Method of calculating Length:

function Strlen_utf8 ($str)
{
  $len = strlen ($STR);
  $n = 0;
  for ($i = 0; $i < $len; $i + +) {
    $x = substr ($str, $i, 1);
    $a = Base_convert (ord ($x), 2);
    $a = substr (' 00000000 '. $a, -8);
    if (substr ($a, 0, 1) = = 0) {
    }elseif (substr ($a, 0, 3) = =) {
      $i + = 1;
    } ElseIf (substr ($a, 0, 4) = = 1110) {
      $i + = 2;
    }
    $n + +;
  }
  return $n;
} End Strlen_utf8;

String truncation function:

 function Substring_utf8 ($str, $start, $lenth) {$len = strlen ($STR);
    $r = Array ();
    $n = 0;
    $m = 0;
      for ($i = 0; $i < $len; $i + +) {$x = substr ($str, $i, 1);
      $a = Base_convert (ord ($x), 10, 2);
      $a = substr (' 00000000 '. $a,-8);
        if ($n < $start) {if (substr ($a, 0, 1) = = 0) {}elseif (substr ($a, 0, 3) = =) {$i = 1;
        }elseif (substr ($a, 0, 4) = = 1110) {$i + = 2;
      } $n + +;
        }else{if (substr ($a, 0, 1) = = 0) {$r [] = substr ($str, $i, 1);
          }elseif ($a, 0, 3) = (substr) {$r [] = substr ($str, $i, 2);
        $i + 1;
          }elseif (substr ($a, 0, 4) = = 1110) {$r [] = substr ($str, $i, 3);
        $i + 2;
        }else{$r [] = ';
        } if (+ + $m >= $lenth) {break;
  }} return join ($R);
}//End Substring_utf8; 

Use the same method as described earlier, such as FormatName can be implemented as follows (this is a small optimization of the length of Chinese characters):

function FormatName ($STR, $size) {
 $len = Strlen_utf8 ($STR);
 $one _len = strlen ($STR);
 $size = $size * 1.5 * $len/($one _len);
 if (Strlen_utf8 ($STR) > $size) {
  $part 1 = Substring_utf8 ($str, 0, $size/2);
  $part 2 = Substring_utf8 ($str, $len-($size/2), $len);
  Return $part 1. "..." . $part 2;
 } else {return
  $str;
 }
}

The above is the entire content of this article, I hope to help you learn, but also hope that we support the cloud habitat community.

Contact Us

The content source of this page is from Internet, which doesn't represent Alibaba Cloud's opinion; products and services mentioned on that page don't have any relationship with Alibaba Cloud.
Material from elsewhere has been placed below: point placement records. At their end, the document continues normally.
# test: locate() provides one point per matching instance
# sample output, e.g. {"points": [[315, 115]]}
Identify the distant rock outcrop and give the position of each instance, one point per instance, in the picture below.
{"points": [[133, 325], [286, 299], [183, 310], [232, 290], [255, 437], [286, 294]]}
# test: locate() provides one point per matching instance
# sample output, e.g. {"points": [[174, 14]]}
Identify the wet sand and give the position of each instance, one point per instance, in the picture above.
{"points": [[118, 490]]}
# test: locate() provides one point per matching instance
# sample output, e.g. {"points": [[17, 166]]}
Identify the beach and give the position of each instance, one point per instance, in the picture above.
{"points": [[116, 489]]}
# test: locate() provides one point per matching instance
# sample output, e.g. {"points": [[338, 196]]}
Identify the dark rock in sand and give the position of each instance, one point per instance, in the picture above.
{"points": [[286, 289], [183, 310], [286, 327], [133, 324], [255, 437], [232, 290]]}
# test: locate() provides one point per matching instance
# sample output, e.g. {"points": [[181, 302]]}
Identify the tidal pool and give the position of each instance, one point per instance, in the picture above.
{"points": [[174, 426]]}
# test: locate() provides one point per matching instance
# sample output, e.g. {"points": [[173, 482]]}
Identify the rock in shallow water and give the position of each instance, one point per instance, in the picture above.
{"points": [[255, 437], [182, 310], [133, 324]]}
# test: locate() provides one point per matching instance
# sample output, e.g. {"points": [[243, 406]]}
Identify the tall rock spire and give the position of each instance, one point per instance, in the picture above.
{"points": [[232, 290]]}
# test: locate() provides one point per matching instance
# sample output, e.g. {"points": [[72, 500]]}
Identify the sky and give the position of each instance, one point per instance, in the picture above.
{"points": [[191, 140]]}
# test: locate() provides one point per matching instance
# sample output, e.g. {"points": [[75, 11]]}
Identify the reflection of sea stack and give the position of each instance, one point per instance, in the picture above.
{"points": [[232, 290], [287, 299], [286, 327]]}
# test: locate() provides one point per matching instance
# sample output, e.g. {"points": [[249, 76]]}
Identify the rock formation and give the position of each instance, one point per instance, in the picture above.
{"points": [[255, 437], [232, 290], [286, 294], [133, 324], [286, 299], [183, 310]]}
If the content of the page makes you feel confusing, please write us an email, we will handle the problem within 5 days after receiving your email.

If you find any instances of plagiarism from the community, please send an email to: info-contact@alibabacloud.com and provide relevant evidence. A staff member will contact you within 5 working days.
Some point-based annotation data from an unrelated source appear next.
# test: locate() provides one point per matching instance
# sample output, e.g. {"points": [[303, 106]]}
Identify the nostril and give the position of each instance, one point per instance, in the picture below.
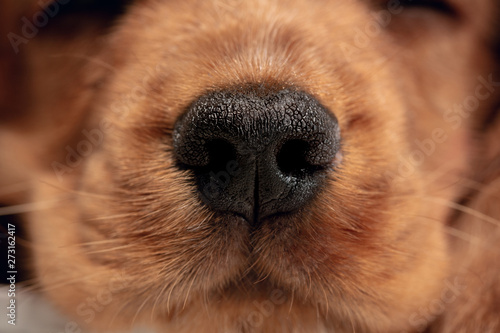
{"points": [[291, 158], [256, 152]]}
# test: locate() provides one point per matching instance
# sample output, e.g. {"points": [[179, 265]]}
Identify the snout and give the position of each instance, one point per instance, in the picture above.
{"points": [[257, 152]]}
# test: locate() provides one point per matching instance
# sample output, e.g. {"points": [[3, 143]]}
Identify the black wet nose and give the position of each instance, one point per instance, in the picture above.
{"points": [[255, 152]]}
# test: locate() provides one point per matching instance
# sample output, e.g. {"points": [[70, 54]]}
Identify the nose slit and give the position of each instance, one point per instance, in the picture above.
{"points": [[256, 152]]}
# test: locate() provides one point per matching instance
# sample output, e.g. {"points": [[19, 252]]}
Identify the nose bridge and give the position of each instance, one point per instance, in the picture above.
{"points": [[283, 143]]}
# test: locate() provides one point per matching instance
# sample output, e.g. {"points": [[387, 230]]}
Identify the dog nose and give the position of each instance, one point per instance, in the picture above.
{"points": [[256, 152]]}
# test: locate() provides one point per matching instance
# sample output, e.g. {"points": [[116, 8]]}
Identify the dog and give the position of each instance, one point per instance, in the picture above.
{"points": [[259, 166]]}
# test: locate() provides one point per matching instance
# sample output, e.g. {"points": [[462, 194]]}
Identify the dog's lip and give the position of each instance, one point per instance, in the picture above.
{"points": [[257, 222]]}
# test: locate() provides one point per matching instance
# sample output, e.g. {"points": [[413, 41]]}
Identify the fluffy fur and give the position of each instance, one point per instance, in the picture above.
{"points": [[403, 238]]}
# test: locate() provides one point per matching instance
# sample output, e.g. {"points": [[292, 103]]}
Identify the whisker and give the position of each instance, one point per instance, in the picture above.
{"points": [[29, 207], [93, 60]]}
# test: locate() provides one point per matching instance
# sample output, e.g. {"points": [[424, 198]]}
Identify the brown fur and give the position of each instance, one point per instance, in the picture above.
{"points": [[375, 252]]}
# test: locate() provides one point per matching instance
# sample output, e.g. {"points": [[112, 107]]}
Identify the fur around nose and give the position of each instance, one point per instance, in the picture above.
{"points": [[256, 152]]}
A Free Trial That Lets You Build Big!

Start building with 50+ products and up to 12 months usage for Elastic Compute Service

  • Sales Support

    1 on 1 presale consultation

  • After-Sales Support

    24/7 Technical Support 6 Free Tickets per Quarter Faster Response

  • Alibaba Cloud offers highly flexible support services tailored to meet your exact needs.